Li_2019_Front.Mol.Neurosci_12_213

Single-passing transmembrane protein, Slitrk3 (Slit and Trk-like family member 3, ST3), is a synaptic cell adhesion molecule highly expressed at inhibitory synapses. Recent studies have shown that ST3, through its extracellular domain, selectively regulates inhibitory synapse development via the trans-synaptic interaction with presynaptic cell adhesion molecule, receptor protein tyrosine phosphatase delta (PTPdelta) and the cis-interaction with postsynaptic cell adhesion molecule, Neuroligin 2 (NL2).
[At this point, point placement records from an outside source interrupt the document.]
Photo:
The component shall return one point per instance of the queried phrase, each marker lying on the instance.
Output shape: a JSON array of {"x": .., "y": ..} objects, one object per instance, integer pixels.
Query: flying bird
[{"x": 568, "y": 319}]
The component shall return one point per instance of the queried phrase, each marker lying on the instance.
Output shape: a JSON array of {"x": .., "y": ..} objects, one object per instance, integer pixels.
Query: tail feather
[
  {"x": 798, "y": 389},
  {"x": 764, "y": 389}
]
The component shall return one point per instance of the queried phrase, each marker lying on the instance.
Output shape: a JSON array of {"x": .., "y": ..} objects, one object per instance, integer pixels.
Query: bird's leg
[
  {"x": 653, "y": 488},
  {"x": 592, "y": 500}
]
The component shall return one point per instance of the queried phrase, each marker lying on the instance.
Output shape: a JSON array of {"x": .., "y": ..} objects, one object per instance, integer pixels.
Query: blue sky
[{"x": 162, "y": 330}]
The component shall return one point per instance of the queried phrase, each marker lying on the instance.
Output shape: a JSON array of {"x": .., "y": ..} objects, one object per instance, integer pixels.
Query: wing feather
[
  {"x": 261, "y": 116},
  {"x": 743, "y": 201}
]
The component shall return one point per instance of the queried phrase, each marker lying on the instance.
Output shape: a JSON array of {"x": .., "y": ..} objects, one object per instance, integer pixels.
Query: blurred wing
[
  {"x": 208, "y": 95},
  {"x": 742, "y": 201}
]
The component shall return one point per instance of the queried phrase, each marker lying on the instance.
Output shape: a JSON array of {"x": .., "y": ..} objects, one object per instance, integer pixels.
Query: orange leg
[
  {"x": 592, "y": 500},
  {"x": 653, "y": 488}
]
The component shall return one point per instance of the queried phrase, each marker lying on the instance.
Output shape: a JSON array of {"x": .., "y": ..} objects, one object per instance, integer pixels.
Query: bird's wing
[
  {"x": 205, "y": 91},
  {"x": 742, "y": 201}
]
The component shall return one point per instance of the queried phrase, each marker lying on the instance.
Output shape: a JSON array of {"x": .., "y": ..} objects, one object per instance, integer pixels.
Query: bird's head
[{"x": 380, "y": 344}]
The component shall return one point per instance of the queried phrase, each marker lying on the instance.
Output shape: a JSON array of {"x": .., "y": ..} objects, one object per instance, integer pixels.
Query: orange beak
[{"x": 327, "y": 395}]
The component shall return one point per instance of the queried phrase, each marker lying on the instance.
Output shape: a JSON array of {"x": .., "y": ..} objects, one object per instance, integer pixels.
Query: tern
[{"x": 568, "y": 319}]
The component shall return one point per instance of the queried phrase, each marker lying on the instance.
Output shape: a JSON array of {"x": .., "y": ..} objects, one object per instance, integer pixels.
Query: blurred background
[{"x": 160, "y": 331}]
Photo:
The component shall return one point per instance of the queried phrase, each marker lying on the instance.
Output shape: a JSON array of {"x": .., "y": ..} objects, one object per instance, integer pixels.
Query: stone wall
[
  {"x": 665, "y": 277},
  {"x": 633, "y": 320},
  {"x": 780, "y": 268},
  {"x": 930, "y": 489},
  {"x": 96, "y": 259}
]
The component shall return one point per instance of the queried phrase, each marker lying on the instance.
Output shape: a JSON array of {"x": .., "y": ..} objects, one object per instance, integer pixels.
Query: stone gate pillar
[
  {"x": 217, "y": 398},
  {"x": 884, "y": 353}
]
However, little is known about the physiological function of ST3 intracellular, carboxyl (C)-terminal region. Here we report that in heterologous cells, ST3 C-terminus is not required for ST3 homo-dimerization and trafficking to the cell surface. In contrast, in hippocampal neurons, ST3 C-terminus, more specifically, the conserved tyrosine Y969 (in mice), is critical for GABAergic synapse development. Indeed, overexpression of ST3 Y969A mutant markedly reduced the gephyrin puncta density and GABAergic transmission in hippocampal neurons. In addition, single-cell genetic deletion of ST3 strongly impaired GABAergic transmission. Importantly, wild-type (WT) ST3, but not the ST3 Y969A mutant, could fully rescue GABAergic transmission deficits in neurons lacking endogenous ST3, confirming a critical role of Y969 in the regulation of inhibitory synapses. Taken together, our data identify a single critical residue in ST3 C-terminus that is important for GABAergic synapse development and function.